Gördüğümüz gibi arkadaşlar, A. Taşgetiren, CIA İslamcısı ekibin tamamıyla içli dışlı olmuş hep. Hep el ele çalışmışlar, Laik Cumhuriyet’i yıkmak için, Türkiye’yi CIA yörüngesinde bir uydu olarak tutmak için…

Dikkat edersek; bunların “Yeniden Milli Mücadele”si, 12 Mart Faşist Diktatörlüğünü alkışlarla karşılıyor ve bağrına basıyor. O diktatörlüğün Faşist Cunta Şefi Memduh Tağmaç’ın resmini kapağına koyarak, “Ordu Millet El Ele”, diye başlık atıyor. Manşet çekiyor.

Alkışlarlar faşist diktatörlükleri. Çünkü bunlar, laik, antiemperyalist, yurtsever ve Mustafa Kemal Geleneğine bağlı sosyalist gençleri ve kültürü ezip yok etmeyi hedefine koymuştu.
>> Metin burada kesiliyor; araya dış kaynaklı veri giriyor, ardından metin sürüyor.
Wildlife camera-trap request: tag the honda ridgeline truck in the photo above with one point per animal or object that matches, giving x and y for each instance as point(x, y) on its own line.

Fakat ne zaman ki orduda Amerika’nın Türkiye’nin dostu olmadığı, tam tersine, Türkiye’ye karşı düşmanca planları olduğu anlaşılmaya başlandı ve böyle bir bilince sahip subaylar ortaya çıkmaya başladı, bunlar bir anda 180 derece saf değiştirip en azgın ordu düşmanı oluverdiler. Bir CIA Operasyonu olan “Ergenekon Davası” adlı alçakça saldırının en aktif savunucuları oldular. Şu anda da, Tayyip’in ve AKP’giller’in en aktif savunuculuğunu yapmaktadırlar. Çünkü CIA’nın öngördüğü “Faşist İslam Devleti”ni Kaçak Saraylı Reis kuracaktır, avanesiyle birlikte.

Ahmet Taşgetiren, tıpkı Reis ve AKP’giller gibi, Pensilvanyalı İmam’la da çalışmış. Onun “Zaman Gazetesi”nde, “Aksiyon Dergisi”nde köşe yazarlığı yapmış.

Şimdi, bu vatan millet ve halk düşmanı Yezid Dincisinin, iki gün önce Star’da yayınlanan köşe yazısına bakalım:

“Mağduriyet, Ak Parti, FETÖ

“Acaba Ak Parti Meclis grubu içinde FETÖ’cü var mı? FETÖ ile hesaplaşma başladığından bu yana bu soru soruluyor. 

“İstifalar olacak ve Ak Parti Meclis’te çoğunluğu kaybedecek” söylemi de kulislerde dolaştı, zaman zaman medyada yer buldu.

“Şimdi operasyon var, arındırma var ve arındırmanın “siyasi ayağı olacak mı?” sorusu çerçevesinde Ak Parti Meclis grubu, hatta bakanlar gündeme getiriliyor.

“Hesaplaşma başladığı sırada bazı isimler ortaya çıktı ve onlar istifa ettiler.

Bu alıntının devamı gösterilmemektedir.